The wine industry has often been synonymous with snobbery and elitism. An association shaped both by its history and its marketing, which has been reinforced by many of its experts. Yet for some years now the sector has been slowly changing – or in a rapid revolution, depending on who you ask. The wine industry is opening up to new markets, trying new strategies to reach customers, and the dominant ‘tastes’ are no longer the pinnacle of palate-pleasing.
In the 80s and 90s, wine critics like Robert Parker made a name for themselves and reshaped the industry by attempting to create objective standards for wine. This came out of a noble goal. With the widespread increase in bulk winemaking, these elite experts would help curate the good from the bad, or even the excellent from the good. And it worked, the wine rating system created by Parker continues to be used (and arguably abused) to this day.
The system, however, has its flaws in addition to accusations of inflation and collusion. Many winemakers have to all but seduce the critics, welcoming them to their vineyards, enchanting them with the wine’s story even before the first tasting. Again, well-intentioned, as the wine’s history can be important as can the winemakers project, but it is a far cry from the objectivity once aimed for.
The second problem comes from the slow steering of wine preferences to match those of the critics. Their rating systems emphasize certain characteristics at the expense of others. For example, one of the point scales used is for the length of the wine on the palate so, automatically, hefty wines rank higher, even if many might prefer ‘quick’ wines which are easier to pair with foods. The effect is so pronounced that some detractors of the wine critics even speak of Parkerization, in reference again to the founder of the movement, as a driving bias in the wine world.

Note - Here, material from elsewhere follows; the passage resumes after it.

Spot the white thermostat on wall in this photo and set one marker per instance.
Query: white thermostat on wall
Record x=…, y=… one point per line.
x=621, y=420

With the advent of the internet, it has become much easier for customers to search for wine themselves. Reviews are readily available outside the wine shops and clubs, and customers can now search for palate-pleasing pairings on apps.
Wine is also starting to appeal to younger crowds, millennials, and other demographics, who seek not to meet standards of excellence set by others but carve out their own individual styles. Wine tasting is no exception.
Your friend who is way deep into wine might be keen to tell you about a new varietal you simply must try, and disparage the Cabernet Sauvignon you have learned to love. An example of the wine revolution coming full circle, we mustn’t let it go too far either!
The fundamental truth is one even the wine experts know, wine is an inherently subjective experience. Taste is variable, and what seduces one palate might hit another like a club. This subjectivity is determined at every level, from our upbringing, diets, taste preferences, down to the genetic and epigenetic composition of our taste buds and scent receptors. It is high time we remember this.
What does the future hold? Ask yourself!
Winemakers and marketers are starting to realize these changes too, shaping their message to focus on distinction rather than conformity. Standing out from the pack—or even leading it—has become more important than fitting in. Yet all this marketing can mean that the emphasis has fallen away from what is most important about a wine: its unique bouquet of flavors, textures, and aromas.
There is some hope to put the power back in your hands, however, as wine information has become more readily available to consumers like you. One project, a startup called Palate Club, envisages a world in which we are each free to enjoy the wines we love. They have created a data-based approach that helps customers find wines tailored to their preferences. Unshackling us from labels, ratings, appellations, and varietals, letting our taste buds do the work.
Tools like these mean that wine drinkers are now, more than ever, in charge of their own destiny. Our individual palates will soon be more important than what any club of elite experts decides, or what manipulative marketers desire. It will be up to us to write the future of wine.